Nunca esqueceu nenhuma, ainda que despedir-se de tantas bolsas que passaram por suas mãos fosse um ato recorrente, não obstante invariavelmente aterrorizante!

Anabella ganhou poucas bolsas na vida.

No entanto, estas regaladas, eram as mais duradouras, as mais vigoradas, as que resistiam as sacolejadas dos aviões, que transladavam partes de Anabella pelo mundo afora.

E ela estava certa, elas eram as fortes, não sucumbiam aos tracolejo, nem desapareciam como amor de verão.

Anabella anelava abraçar suas bolsas, admirar suas belezas, respirar o cheiro peculiar.

Não existem bolsas com defeitos para ela.

Os “erros de fabricação” são a singularidade, o charme que as transformam em tão excepcionais.

Anabella raramente comprava bolsas, e quando acontecia, eram as mais simples.

Aquelas que poderiam ser dobradas, e, ainda que perdessem sua alma, por velhice ou por um até logo não premeditado, continuaria como companheiras, por um sopro de tempo, e trariam a sua mente à memoria daquelas que ficaram pelo caminho.

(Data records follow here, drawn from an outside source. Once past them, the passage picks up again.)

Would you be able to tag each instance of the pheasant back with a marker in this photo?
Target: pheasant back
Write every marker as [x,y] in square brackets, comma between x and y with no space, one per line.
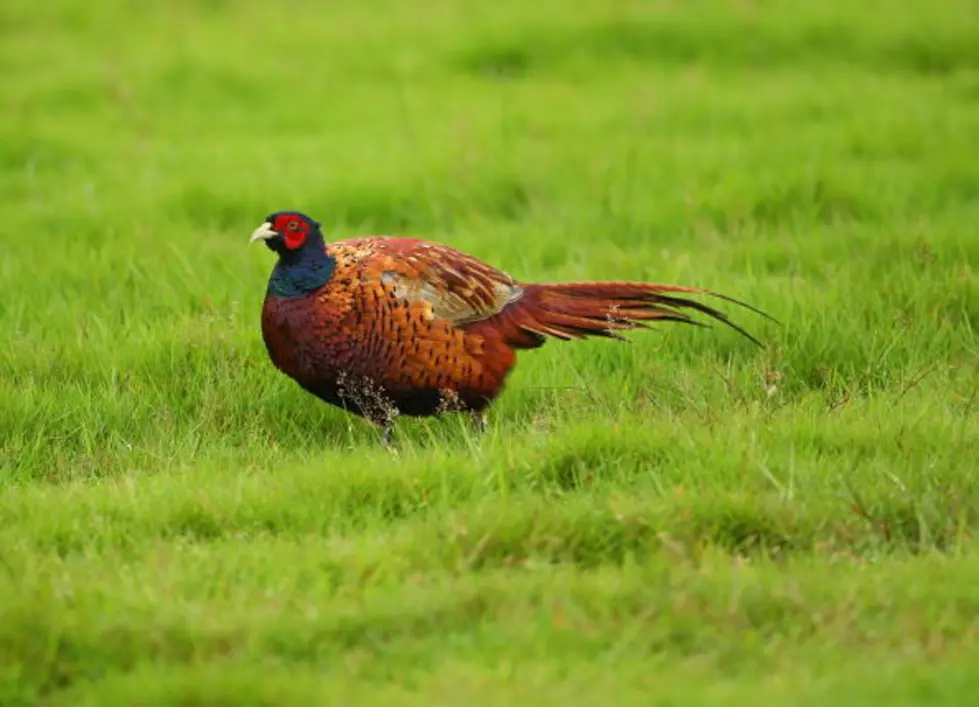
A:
[412,327]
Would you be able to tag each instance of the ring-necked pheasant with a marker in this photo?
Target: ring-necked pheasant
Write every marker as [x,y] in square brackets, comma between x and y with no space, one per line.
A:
[382,326]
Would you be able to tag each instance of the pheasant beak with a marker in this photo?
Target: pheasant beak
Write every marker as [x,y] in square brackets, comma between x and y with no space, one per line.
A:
[263,233]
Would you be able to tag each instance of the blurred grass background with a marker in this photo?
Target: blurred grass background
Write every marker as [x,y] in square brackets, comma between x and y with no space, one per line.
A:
[682,520]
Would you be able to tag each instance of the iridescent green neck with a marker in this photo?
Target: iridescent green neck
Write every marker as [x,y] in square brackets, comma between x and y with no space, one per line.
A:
[299,274]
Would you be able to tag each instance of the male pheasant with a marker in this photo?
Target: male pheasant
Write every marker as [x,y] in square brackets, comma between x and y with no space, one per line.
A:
[382,326]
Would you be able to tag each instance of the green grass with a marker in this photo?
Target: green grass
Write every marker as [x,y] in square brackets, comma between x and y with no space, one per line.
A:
[683,520]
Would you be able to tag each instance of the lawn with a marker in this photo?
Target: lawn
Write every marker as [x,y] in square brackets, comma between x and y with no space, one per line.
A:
[684,519]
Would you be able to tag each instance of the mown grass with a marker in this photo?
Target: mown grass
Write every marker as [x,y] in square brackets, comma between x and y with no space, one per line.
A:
[683,520]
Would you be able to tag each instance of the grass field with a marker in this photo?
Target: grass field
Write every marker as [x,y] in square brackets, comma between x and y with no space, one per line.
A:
[684,520]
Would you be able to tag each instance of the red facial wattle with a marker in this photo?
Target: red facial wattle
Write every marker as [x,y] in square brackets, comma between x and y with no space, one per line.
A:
[293,230]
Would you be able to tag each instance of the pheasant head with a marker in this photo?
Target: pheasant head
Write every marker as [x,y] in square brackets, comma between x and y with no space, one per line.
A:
[303,265]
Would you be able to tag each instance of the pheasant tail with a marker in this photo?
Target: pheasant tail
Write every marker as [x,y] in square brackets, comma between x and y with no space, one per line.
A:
[576,310]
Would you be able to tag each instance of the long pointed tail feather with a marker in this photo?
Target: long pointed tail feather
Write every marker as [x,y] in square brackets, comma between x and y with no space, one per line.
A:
[575,310]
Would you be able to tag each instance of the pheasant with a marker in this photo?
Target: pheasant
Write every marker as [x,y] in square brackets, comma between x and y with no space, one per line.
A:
[382,326]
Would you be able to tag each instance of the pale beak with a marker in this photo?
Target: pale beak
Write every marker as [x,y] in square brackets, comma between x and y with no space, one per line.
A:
[263,233]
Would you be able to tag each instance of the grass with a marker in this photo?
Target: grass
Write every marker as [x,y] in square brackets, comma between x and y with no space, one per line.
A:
[683,520]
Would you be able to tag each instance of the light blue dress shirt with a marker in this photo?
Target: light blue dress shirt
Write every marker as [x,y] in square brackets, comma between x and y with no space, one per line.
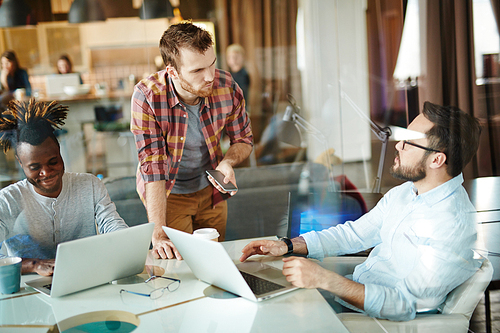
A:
[423,248]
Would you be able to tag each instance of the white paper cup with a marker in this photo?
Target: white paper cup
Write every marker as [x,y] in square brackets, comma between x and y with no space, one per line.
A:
[10,275]
[207,233]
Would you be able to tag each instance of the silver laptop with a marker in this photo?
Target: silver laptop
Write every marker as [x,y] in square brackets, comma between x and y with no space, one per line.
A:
[92,261]
[55,84]
[210,263]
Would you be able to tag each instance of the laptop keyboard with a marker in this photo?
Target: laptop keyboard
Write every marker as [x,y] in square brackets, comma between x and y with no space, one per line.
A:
[258,285]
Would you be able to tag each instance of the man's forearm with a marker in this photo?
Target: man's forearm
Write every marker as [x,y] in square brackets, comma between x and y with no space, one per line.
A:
[348,290]
[156,205]
[237,153]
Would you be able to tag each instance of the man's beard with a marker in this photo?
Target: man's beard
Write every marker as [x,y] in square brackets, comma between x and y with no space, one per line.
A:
[189,88]
[412,174]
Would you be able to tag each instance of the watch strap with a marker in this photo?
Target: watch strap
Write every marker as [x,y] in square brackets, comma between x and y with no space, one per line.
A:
[288,243]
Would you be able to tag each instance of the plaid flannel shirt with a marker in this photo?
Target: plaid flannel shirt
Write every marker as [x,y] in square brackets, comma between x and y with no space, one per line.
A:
[159,123]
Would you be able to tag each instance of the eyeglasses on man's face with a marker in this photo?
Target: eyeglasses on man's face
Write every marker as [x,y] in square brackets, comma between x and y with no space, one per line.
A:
[406,142]
[158,292]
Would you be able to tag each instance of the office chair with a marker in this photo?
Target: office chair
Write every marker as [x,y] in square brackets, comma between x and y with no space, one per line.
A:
[455,314]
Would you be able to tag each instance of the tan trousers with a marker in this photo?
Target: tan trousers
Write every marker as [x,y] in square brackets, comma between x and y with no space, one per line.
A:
[188,212]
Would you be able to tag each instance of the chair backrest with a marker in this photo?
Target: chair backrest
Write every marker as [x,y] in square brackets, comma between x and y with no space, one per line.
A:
[122,192]
[464,298]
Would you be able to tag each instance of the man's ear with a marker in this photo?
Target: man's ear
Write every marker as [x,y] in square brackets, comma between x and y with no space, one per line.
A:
[18,160]
[438,160]
[172,72]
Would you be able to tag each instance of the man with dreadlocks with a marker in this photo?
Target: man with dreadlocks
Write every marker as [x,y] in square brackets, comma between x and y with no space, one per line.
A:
[50,206]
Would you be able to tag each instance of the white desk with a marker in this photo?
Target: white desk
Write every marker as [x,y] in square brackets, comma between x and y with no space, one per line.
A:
[186,310]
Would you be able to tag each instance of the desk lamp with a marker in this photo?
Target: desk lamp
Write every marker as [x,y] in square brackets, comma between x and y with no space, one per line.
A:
[292,116]
[383,134]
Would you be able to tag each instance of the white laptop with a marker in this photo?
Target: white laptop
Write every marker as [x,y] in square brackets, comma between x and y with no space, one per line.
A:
[92,261]
[210,263]
[55,84]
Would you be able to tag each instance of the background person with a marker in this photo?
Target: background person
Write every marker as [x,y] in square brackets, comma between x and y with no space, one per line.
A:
[13,77]
[178,117]
[235,57]
[65,66]
[50,206]
[423,231]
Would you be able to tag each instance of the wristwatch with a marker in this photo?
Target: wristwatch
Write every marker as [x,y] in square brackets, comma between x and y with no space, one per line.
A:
[288,243]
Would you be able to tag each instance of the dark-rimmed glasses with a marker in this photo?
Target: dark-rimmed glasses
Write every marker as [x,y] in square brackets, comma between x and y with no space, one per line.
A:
[405,142]
[157,293]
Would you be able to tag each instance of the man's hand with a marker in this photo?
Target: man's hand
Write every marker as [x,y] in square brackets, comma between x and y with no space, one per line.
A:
[304,273]
[227,170]
[44,267]
[264,247]
[163,248]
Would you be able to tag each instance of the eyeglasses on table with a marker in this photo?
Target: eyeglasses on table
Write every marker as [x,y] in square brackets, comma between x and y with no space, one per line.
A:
[158,292]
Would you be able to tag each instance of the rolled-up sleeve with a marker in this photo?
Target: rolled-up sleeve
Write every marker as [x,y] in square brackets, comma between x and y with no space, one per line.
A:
[238,126]
[149,139]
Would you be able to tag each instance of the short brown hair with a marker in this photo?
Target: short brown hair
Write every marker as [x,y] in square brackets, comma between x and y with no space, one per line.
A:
[183,35]
[455,133]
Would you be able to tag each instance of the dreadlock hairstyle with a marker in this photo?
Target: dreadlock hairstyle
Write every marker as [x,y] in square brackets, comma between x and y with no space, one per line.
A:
[31,122]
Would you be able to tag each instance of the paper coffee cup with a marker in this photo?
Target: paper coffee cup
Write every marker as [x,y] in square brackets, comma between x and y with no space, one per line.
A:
[10,275]
[207,233]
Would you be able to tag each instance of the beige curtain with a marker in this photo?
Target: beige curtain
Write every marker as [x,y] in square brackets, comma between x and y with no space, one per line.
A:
[385,29]
[449,75]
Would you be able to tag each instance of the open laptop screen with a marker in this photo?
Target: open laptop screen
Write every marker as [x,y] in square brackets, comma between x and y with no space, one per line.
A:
[319,209]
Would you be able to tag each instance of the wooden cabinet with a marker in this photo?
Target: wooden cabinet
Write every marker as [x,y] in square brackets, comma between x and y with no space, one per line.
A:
[116,41]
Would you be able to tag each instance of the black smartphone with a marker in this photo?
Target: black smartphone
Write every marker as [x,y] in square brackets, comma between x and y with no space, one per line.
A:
[219,179]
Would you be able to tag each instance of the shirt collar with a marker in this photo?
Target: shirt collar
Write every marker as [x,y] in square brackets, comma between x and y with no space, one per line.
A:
[440,192]
[175,99]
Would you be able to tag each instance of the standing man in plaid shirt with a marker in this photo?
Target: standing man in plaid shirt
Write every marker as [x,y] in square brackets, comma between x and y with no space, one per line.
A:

De tempo em tempo, reapareciam com recordações inolvidáveis, e assim, descomplicavam a saudade, contando velhas histórias, abrindo seus compartimentos secretos, escancarando seus desejos que sabiam somente Anabella seria capaz de compreender, já que ela se destacava por sua capacidade indiscutível em audiente nada!

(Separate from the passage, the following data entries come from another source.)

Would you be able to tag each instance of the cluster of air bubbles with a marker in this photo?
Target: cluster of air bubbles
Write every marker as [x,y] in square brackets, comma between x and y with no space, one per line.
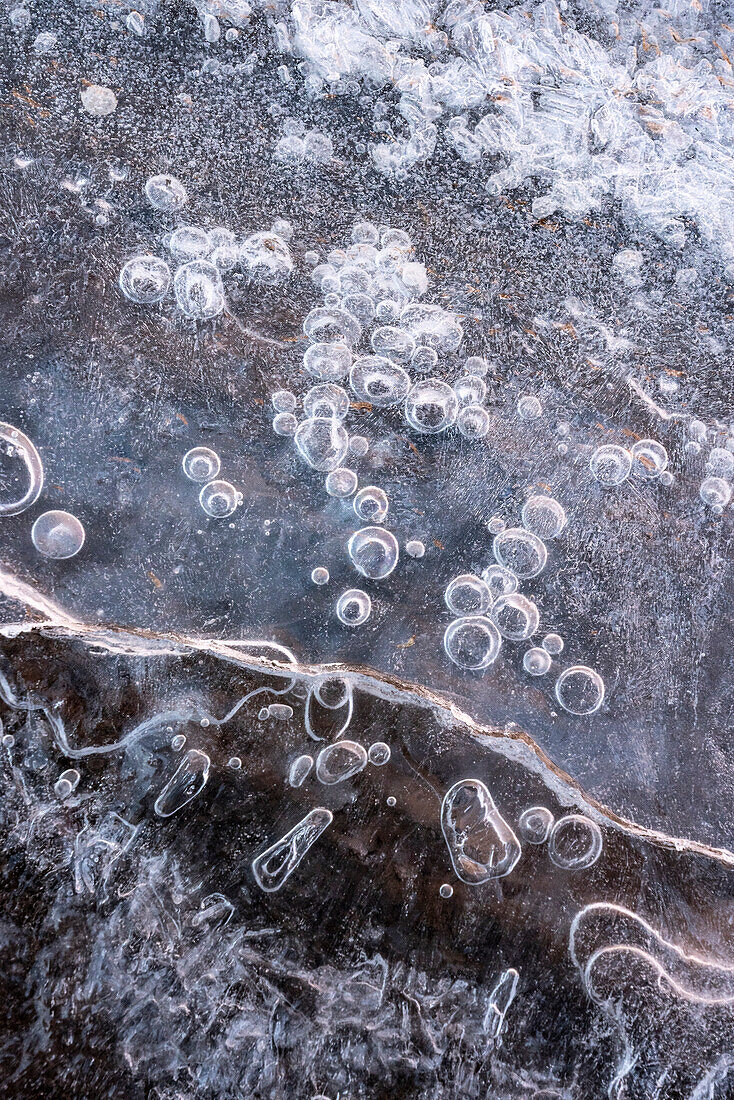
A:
[298,145]
[218,497]
[200,257]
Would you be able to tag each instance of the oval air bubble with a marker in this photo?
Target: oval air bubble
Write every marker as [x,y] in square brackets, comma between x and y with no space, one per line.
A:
[378,381]
[515,616]
[322,442]
[544,517]
[611,464]
[580,690]
[472,642]
[430,406]
[521,551]
[145,279]
[20,462]
[340,761]
[481,844]
[186,782]
[467,594]
[535,824]
[274,866]
[57,535]
[201,464]
[373,552]
[576,843]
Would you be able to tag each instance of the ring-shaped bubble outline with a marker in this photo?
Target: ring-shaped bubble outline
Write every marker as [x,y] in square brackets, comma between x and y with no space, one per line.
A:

Anabella ouvia atentamente suas bolsas.

O que ouvia, em sua mente perdia-se, assim, conquistou muita admiração por sua gentileza em entender afirmações, indagações ou desabafos.

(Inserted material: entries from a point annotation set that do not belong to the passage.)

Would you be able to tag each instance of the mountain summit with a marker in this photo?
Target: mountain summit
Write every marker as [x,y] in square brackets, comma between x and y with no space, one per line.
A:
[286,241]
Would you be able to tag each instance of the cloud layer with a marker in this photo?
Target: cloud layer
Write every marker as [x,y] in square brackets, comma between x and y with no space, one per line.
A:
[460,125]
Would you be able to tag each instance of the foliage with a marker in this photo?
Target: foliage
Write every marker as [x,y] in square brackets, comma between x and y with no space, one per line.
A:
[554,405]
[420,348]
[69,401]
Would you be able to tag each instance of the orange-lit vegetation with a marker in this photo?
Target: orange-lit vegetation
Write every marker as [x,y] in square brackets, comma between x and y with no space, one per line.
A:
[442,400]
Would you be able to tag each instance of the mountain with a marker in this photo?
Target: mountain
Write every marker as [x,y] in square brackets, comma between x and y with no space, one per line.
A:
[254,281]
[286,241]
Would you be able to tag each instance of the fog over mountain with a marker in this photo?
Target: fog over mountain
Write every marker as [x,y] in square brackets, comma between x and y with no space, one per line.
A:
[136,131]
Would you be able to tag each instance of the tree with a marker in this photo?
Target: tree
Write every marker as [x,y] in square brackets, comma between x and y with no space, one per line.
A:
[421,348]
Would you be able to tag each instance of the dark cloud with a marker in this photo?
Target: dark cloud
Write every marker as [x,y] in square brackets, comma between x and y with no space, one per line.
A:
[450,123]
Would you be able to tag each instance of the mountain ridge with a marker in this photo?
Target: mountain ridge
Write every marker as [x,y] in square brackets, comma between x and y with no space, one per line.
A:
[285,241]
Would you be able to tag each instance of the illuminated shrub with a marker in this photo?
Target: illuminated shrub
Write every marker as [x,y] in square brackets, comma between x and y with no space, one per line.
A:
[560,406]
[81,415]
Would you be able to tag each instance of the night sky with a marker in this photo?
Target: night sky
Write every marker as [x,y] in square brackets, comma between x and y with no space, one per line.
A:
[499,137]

As bolsas que gostavam de falar dificilmente aquietavam-se por escutar, mas bolsas são bolsas, em todos as ocasiões e jamais Anabella deixou uma bolsa sentir-se solitária por sua vida atribulada.

Ao revés, despia-se de suas aflições, acabrunhamento, angustias, mágoas para dar alento sem julgar.

Estes momentos eram raros, ligeiros, um pestanejar, pois, pela distancia, logo regressavam a outros armários, como não poderia deixar de ser, restando apenas o perfume do passado no ar e as imagens dos tempos que Anabella esteve com elas.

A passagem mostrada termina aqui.